同病院心臓血管外科の澤芳樹教授は「未承認の治療法の適用範囲が広がることで、患者の救済につながる」と評価する。

この制度はこのように保険適用の条件や保険適用に向けた臨床試験(治験)などの条件に合わない患者が対象だ。日本はこうした保険適用外と保険適用の治療を同時に行う「混合診療」は原則禁止だが、患者負担を軽減するため、例外として昨年4月に始まった。

これまでも混合診療は「先進医療」として、厚労省が一定の有効性と安全性を認めた治療法で容認していた。今回は先進医療の対象にならない患者に対象を広げた形だ。

こうした混合診療を受けられる病院は未承認薬ならば全国で100カ所程度だったが、新たな制度では抗がん剤ならば400カ所に増え、身近な病院で治療も受けられるようになった。

申し出は新規の場合、原則6週間で審査する。ただ承認は大阪大病院の補助人工心臓のほか、東京大病院(東京・文京)の胃がんの腹膜への転移に対する新たな抗がん剤治療など申請のあった4件のみだ。

同じ条件で治療を受ける患者を加えると、恩恵を受ける患者は140人を超える見込みだが、軽減されるとはいえ、保険適用外の負担が高額なことが壁になっているとみられる。

病院、対応に苦慮

制度の利用を望む患者への対応に苦慮する医療機関もある。

「新しい抗がん剤のオプジーボを使えないでしょうか」。昨年度、国立がん研究センター中央病院(東京・中央)の相談支援センターにこうした相談が寄せられた。

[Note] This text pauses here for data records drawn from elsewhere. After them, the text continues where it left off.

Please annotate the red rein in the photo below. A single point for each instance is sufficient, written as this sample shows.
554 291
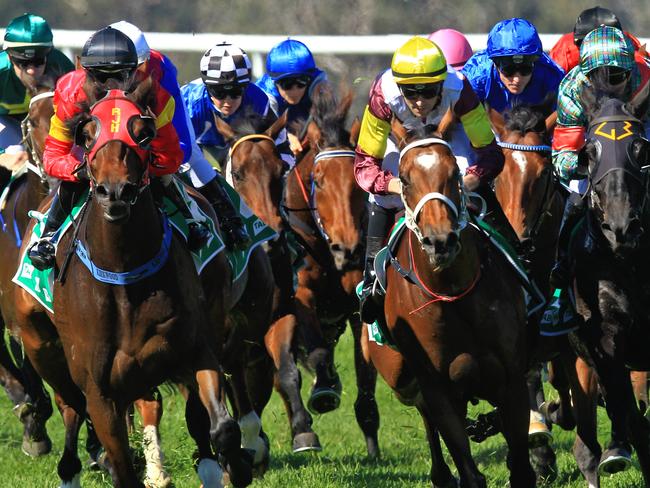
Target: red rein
436 296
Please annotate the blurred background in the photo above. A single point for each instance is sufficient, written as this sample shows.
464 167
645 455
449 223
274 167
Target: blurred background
319 17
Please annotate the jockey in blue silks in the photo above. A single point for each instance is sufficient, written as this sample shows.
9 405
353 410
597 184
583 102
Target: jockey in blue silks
225 91
290 81
513 69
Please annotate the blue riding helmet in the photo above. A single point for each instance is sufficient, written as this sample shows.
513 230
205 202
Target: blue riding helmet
289 58
514 37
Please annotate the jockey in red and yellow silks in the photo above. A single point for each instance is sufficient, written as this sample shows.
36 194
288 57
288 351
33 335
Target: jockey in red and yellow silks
59 159
419 89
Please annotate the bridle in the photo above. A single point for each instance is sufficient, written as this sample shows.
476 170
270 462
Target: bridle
460 212
27 128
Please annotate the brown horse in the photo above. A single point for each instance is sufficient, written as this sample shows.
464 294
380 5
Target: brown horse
143 330
32 404
326 210
458 319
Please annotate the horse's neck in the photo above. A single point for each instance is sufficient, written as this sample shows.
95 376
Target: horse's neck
455 278
123 246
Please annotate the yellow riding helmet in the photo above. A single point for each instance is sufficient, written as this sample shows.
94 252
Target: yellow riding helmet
419 61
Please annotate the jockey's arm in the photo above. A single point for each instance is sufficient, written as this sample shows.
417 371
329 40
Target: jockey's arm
489 157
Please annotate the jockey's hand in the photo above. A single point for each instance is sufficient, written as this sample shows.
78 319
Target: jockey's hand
395 186
294 144
13 161
471 182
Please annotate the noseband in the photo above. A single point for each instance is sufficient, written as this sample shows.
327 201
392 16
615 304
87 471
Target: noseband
410 216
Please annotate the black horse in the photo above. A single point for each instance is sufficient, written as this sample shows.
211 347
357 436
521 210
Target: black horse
612 269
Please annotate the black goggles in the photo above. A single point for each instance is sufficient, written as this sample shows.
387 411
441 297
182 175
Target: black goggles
221 92
289 83
103 75
510 69
24 63
427 91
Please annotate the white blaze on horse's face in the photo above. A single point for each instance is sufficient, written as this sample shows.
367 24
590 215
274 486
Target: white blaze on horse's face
520 158
427 161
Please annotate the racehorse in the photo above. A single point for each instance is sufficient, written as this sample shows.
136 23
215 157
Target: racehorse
326 210
611 288
144 328
32 404
455 311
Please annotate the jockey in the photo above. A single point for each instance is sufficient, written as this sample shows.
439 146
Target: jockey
28 59
201 173
454 46
605 50
418 89
513 69
566 52
290 81
226 92
109 61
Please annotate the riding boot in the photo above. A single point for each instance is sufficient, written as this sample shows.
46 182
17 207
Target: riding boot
496 218
198 233
379 221
230 221
43 253
573 212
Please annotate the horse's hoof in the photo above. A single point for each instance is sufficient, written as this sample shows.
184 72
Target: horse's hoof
73 483
614 460
323 400
210 473
34 448
307 441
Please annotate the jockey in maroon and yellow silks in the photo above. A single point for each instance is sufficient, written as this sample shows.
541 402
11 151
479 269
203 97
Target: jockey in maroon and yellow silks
59 158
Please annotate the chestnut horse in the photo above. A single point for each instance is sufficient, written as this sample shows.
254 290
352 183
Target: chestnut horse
32 404
142 330
611 287
458 319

オプジーボは免疫機能に作用し、多くのがんに効くことが期待されており、国内では肺がんなど順次、保険適用の範囲を拡大。だが相談では治験すらしていない治療法もあり、理解を求めるのに時間がかかったという。

オプジーボは未承認の併用療法で重い副作用が出た患者もおり、日本臨床腫瘍学会は昨年7月に注意喚起している。

同病院の藤原康弘副院長は「承認された標準治療を『松竹梅』の『梅』と考え、未承認の治療法の方が優れていると考える患者もいる。だが有効性も安全性も認められていないことを理解すべきだ」と強調する。

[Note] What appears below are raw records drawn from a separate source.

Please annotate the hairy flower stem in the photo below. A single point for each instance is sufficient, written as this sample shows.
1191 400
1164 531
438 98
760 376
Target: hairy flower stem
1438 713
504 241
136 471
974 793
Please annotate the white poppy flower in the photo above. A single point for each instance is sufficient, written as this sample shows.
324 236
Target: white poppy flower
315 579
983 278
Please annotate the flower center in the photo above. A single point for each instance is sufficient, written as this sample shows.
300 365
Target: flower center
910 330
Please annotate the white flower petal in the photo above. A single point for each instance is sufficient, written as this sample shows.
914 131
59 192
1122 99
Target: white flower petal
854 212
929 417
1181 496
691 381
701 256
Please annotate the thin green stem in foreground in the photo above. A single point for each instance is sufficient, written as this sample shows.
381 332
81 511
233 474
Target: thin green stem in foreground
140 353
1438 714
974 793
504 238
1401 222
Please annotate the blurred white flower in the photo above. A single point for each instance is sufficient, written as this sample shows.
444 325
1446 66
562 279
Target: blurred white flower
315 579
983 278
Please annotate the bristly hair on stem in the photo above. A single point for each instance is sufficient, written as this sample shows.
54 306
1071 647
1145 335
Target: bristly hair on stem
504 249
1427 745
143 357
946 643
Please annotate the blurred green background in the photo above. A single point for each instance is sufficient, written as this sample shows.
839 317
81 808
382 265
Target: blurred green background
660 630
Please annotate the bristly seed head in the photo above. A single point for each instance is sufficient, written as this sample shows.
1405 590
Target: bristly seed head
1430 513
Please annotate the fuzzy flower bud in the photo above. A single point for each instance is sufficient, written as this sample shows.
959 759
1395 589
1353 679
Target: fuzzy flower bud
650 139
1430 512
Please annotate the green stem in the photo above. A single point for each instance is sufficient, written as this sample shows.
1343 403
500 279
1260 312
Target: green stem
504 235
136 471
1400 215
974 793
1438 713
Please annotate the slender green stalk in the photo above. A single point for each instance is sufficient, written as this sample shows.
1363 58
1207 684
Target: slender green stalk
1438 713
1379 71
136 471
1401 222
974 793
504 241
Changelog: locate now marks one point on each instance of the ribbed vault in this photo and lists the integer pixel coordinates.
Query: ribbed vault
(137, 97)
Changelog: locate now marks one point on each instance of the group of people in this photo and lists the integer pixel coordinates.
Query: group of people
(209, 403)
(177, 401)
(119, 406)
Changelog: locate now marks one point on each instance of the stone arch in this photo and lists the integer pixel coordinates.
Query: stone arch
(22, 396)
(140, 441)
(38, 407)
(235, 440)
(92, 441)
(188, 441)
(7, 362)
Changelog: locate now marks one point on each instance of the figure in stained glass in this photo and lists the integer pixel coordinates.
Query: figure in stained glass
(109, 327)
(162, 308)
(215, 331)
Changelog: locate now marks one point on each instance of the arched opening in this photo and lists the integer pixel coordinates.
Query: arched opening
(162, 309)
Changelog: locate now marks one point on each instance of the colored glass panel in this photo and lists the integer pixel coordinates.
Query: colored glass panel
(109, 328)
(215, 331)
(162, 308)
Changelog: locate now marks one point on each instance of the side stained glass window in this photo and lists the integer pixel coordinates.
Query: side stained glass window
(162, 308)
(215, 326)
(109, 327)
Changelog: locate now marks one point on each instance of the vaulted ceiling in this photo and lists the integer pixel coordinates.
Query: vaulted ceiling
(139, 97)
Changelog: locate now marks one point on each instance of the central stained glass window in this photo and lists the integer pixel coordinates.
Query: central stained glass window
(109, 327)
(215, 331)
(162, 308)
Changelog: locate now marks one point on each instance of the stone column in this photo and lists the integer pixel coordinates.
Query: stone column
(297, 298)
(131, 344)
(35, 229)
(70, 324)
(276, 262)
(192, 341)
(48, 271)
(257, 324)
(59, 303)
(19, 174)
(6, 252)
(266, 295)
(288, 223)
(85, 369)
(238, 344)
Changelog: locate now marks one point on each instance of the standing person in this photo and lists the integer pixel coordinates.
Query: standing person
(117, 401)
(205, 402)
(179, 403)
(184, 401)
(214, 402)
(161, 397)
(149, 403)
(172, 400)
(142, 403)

全国がん患者団体連合会(東京・世田谷)の天野慎介理事長は「制度の利用を検討する際、参考となる治験情報などが様々なサイトに分散していることも問題」と指摘する。「米国などのようにこうした情報を一元化し、患者が理解できる内容で紹介していくことが必要だ」と話している。

◇  ◇  ◇

患者の希望と厳格性 板挟み 厚労省

制度開始から1年が過ぎた患者申し出療養制度を巡り、厚生労働省は運用面の見直しに向けた検討に着手した。同制度は将来の保険適用を目指し、臨床研究としてなされるが、研究水準をどこまで求めていくかが焦点になっている。

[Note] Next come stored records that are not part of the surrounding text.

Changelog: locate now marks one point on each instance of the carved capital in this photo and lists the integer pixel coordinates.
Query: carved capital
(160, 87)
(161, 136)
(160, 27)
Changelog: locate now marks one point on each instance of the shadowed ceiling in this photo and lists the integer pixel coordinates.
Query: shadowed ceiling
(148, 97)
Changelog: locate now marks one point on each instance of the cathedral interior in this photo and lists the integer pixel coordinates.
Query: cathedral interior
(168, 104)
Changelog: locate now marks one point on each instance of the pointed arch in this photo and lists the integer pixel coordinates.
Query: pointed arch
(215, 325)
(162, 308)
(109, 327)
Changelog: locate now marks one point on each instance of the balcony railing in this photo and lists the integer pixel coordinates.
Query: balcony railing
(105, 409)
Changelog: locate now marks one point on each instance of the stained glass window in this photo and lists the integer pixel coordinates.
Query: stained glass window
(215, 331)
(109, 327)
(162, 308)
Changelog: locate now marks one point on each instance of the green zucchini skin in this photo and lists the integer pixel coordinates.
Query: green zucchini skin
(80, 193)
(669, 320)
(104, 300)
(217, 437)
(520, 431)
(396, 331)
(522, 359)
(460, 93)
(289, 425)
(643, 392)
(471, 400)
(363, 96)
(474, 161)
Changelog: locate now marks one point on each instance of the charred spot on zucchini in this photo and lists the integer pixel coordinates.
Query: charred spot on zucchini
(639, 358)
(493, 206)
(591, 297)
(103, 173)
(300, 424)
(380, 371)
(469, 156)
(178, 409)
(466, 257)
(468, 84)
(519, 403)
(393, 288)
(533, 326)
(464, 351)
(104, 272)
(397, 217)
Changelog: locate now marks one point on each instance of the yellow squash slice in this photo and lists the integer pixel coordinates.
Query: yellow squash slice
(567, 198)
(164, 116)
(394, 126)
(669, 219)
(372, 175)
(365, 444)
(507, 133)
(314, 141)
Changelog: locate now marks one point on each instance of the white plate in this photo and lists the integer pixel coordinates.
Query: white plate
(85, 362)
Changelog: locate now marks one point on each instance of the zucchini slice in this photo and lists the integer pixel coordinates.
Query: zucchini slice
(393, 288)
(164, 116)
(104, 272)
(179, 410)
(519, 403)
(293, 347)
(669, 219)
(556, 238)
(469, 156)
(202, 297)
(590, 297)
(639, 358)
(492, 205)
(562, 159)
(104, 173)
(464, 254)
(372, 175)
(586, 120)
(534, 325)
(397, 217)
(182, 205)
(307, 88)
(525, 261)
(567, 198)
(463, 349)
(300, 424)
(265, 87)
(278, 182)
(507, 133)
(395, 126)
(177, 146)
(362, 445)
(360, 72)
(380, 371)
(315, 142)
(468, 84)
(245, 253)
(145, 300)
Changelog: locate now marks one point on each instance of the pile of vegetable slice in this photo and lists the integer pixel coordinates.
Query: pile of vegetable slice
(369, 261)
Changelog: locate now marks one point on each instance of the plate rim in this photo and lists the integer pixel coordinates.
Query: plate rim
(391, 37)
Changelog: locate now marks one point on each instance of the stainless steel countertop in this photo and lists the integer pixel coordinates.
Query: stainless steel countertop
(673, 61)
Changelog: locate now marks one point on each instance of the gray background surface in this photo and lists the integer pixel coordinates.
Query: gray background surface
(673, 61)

新薬の承認申請に向けた治験では、患者の状態などをそろえて、治療効果や副作用の影響などのデータが得られやすくしている。一方、同制度は患者の願いに応えることを理念として掲げているため、患者の状態などがそろいにくく、十分なデータが得にくい。厚労省も患者の願いと臨床研究としての厳格性をどのようにバランスを取るかで頭を悩ませている。

同制度では、臨床研究として一定の症例数で区切ることになっている。症例数を超える希望があった場合、有効性や安全性が確立していない医療技術を患者の願いという名目だけで広げていくわけにもいかず、どのように対応していくかが課題になっている。